A COMMUNITY farm has seen success with its first ever crop of vegetables.
Stirley Community Farm, in Newsome below Castle Hill, have harvested potatoes, carrots, cabbage, broccoli and tomatoes from vegetable training beds this year.
The vegetables were grown from an assortment of organic and bargain seeds sown directly into the soil. This makes the plants more hardy and resilient to pests and is also a cheap and easy way to grow.
Joanna Richards, and officer from the Yorkshire Wildlife Trust which is supporting the farm, said: “The stars of this year’s harvest have been the brassica family – including mustard – which have loved our naturally alkaline soil.
“Cabbages, broccoli and cauliflowers have been magnificent and we look forward to winter crops of stunning red cabbage and winter-hardy kale.
“Our tomatoes are yet to ripen, but the plants have thrived despite being outdoors. We grew tomato varieties Koralik and Matina – two eastern European tomatoes ideal for a short, cool growing season.”

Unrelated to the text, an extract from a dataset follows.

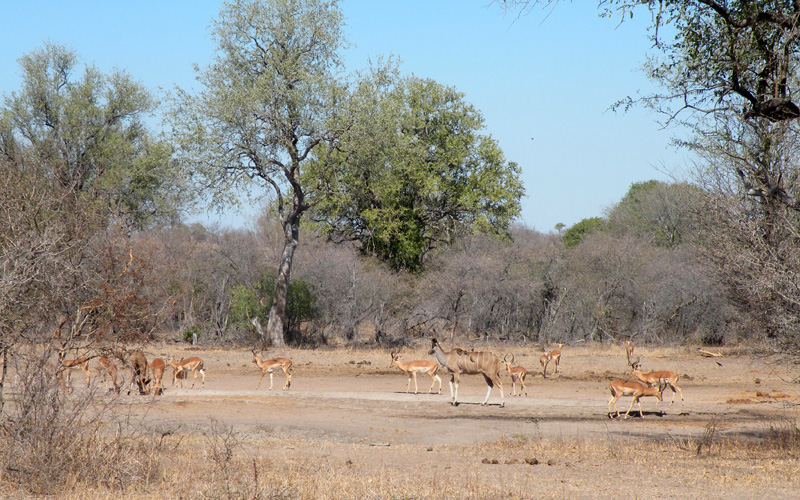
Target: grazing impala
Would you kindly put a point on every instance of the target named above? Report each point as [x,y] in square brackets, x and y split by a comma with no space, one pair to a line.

There were over eight varieties of potatoes chosen to spread the risk of disease and pests which favour the soil.
Joanna said: “With threats of carrot fly and many warnings from locals that we would struggle to grow good, healthy carrots our crop has been superb, sweet, smooth and unblemished – the carrot fly has not found us yet.
“Whereas a big hit with children – both young and old – were the purple podded peas which coloured our tongues purple.
“As winter draws in and the threat of frost looms we will be covering these salads with protective fleece, but also looking forward to trying our huge parsnips which won’t be ready until they have been frosted.
“Our Tuesday volunteers and Thursday gardening club are smothering the empty beds with a dwindling pile of rotted cow manure left over from the last tenants, gearing us up for next spring’s growing season – we can’t wait.”